O ramo de seguro automóvel é o carro-chefe no cenário do mercado segurador brasileiro, à exceção dos produtos do ramo vida e saúde. Dados da SUSEP mostram que no ano passado este ramo apresentou faturamento total de R$ 32,5 bilhões diante do faturamento total de R$ 365 bilhões, com um aumento observado de 3,5% em relação ao faturamento de 2014.

Analisando o seguro auto frente aos demais ramos, a CNSeg constatou que em 2015 o seguro automóvel foi responsável por 47% do total de arrecadação dos Ramos Elementares. Considerando o período de janeiro à março de 2016, o seguro de automóvel mantém a liderança de faturamento (prêmios diretos) correspondendo à 42,1% do total arrecadado.

contratacao de ramos elementares

Muito provavelmente por ser o ramo mais representativo no país, o seguro auto também é campeão em sinistros, fraudes e outras irregularidades. Em 2015, por exemplo, foi registrado um aumento de 3,8% dos sinistros ocorridos, com pagamento de indenizações totalizando R$ 20,4 bilhões. No período entre janeiro e março de 2016, as empresas já pagaram R$ 5,28 bilhões em indenizações, um aumento de 4,9% do mesmo período no ano passado.

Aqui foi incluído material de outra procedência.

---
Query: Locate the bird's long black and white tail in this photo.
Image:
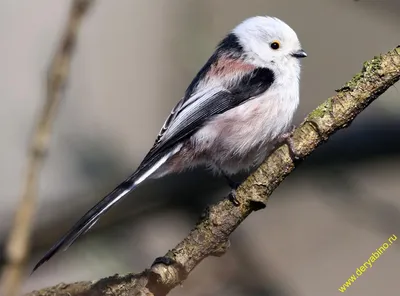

Em um estudo da CNSeg que acompanha o crescimento dos indicadores de fraudes dos últimos anos, o número de sinistros suspeitos quase que dobrou em comparação à 2013.

quatificação de fraude

Fraude em tempos de crise

Fraudes e irregularidades são passíveis de ocorrerem ao longo de todo o ciclo de vida do seguro automóvel e podem ser oriundas tanto de crime organizado quanto de fraudes oportunistas, quando ocorrem, por exemplo, inexatidão no perfil para redução de prêmio, inversão de responsabilidade em colisões envolvendo terceiros, comunicação de roubos e furtos inexistentes além de omissão de informações sobre acidentes. Estudos apontam que em tempos de crise há um aumento do número de fraudes em sinistros e as seguradoras precisam estar muito atentas à possíveis crimes deste tipo.

Além aprimorar a troca de informações junto às empresas parceiras para a realização de vistorias prévias (para a contratação do seguro) e de constatação (no momento após o sinistro ocorrido), as seguradoras também podem contar com a tecnologia aliada aos processos de vistoria. O uso de tecnologias disruptivas podem ser de grande ajuda para a prevenção à fraudes, uma vez que, por exemplo, permite o registro do acidente em tempo real, por meio de devices mobile, com captação de vídeos e fotos à serem enviados à seguradora.  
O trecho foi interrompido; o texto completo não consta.